A Red-Rose Chain is the ninth book in the October Daye series and therefore this review may contain spoilers for the previous books.

Things are finally looking good for Sir October Daye and the Kingdom of the Mists, but there is no time to get comfortable. When the Silences target Arden’s seneschal, they are declaring war, a war Toby’s people would rather not have. The plan? Send Toby as a diplomatic ambassador to try and talk their way out of it. You have met Toby, haven’t you?

Really, you just lie awake all day coming up with new ways to screw yourself over, don’t you?

As these series goes on, there’s seems to be more and more that Seanan thinks needs a little recap or explanation in the first few chapters. I know I forget a lot between books but it just means it takes an awful long time to get into what is an otherwise great story. Maybe the (admittedly useful) pronunciation guide at the start could be extended to include these little reminders and leave the body of the novel for the plot to unfold.

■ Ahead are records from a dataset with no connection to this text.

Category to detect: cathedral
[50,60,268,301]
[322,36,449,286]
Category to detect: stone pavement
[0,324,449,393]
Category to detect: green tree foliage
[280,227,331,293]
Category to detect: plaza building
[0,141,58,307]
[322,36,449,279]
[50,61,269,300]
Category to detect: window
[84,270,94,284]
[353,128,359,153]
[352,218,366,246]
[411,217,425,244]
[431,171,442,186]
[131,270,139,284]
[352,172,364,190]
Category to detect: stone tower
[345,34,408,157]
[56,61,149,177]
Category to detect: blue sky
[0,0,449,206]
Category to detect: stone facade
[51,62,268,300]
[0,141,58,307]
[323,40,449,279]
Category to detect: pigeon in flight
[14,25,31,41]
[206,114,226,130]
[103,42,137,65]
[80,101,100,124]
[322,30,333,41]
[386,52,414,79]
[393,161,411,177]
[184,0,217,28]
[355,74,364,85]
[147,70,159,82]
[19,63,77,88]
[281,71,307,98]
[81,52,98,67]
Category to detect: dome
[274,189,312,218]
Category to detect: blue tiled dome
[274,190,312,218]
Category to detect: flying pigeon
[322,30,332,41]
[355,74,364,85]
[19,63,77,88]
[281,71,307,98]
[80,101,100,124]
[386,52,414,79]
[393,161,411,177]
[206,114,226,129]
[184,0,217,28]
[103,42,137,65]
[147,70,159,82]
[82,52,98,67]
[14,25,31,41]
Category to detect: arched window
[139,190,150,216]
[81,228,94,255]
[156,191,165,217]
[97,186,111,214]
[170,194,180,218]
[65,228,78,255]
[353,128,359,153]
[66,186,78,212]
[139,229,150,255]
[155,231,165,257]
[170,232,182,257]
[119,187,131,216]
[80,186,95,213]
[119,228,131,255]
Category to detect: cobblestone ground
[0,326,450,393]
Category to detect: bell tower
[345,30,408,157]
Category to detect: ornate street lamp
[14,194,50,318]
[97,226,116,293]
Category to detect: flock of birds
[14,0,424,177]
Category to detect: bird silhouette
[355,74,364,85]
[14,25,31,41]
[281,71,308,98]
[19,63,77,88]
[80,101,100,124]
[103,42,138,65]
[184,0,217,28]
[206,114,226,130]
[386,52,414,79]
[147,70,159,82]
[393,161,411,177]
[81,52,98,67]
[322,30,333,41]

Anyways, enough quibbling. A Red-Rose Chain focuses on discrimination in the fae world. Before Arden took over, the Mists wasn’t the most accommodating place for changelings but at least they were free. As Toby visits the Silences, the neighbouring kingdom, she soon learns how bad things can be for those who aren’t pure.

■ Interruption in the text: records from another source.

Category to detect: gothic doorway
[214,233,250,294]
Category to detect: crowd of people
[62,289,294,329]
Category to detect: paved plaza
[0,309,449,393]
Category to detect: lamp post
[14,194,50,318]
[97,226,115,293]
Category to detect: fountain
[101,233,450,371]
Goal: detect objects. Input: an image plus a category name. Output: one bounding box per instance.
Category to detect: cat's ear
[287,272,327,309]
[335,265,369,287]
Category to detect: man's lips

King Rhys of Silences does not let Toby forget who she is, or more importantly to him, what she is. She’s a changeling, so she’s beneath him, yet her blood holds a power he covets. With the scheming former Queen of the Mists at his side, Toby can’t risk turning her back for even a second.

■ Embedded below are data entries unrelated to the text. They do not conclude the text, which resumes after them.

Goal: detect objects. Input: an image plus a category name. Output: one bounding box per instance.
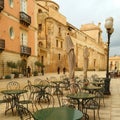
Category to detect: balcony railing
[20,45,31,57]
[0,0,4,12]
[20,12,31,26]
[0,39,5,52]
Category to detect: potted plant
[35,61,45,75]
[7,61,17,79]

Is this related to the notice I received from Queen Windermere that a war was being beta-tested, and might be cleared for release? I do not have time to allow my coders to be slaughtered. It seems very inefficient.

I was a bit sad that all the politics and defying death meant there wasn’t much time for Toby and Tybalt’s wedding planning. They seem to be doing this at the start of the book, a sign that things are calm and they are getting on with life. So OK, preventing war comes first, but I would have liked a bit more of the happy. Maybe we’ll get the wedding in the next book…if it isn’t the scene of a mass fae slaughter.

Anyway, I love the world-building overall that has gone into this series and it’s my favourite fae world, even when sometimes the individual building blocks may be a bit wobbly. I’m not a huge fan of series going on indefinitely these days though, and I do hope this one doesn’t go on so long it loses its shine.

Note, this series is now published in the UK by Corsair (hurrah) but release dates are behind the US (boo). If you want to read this now, you can still hunt down the Daw edition from a few places.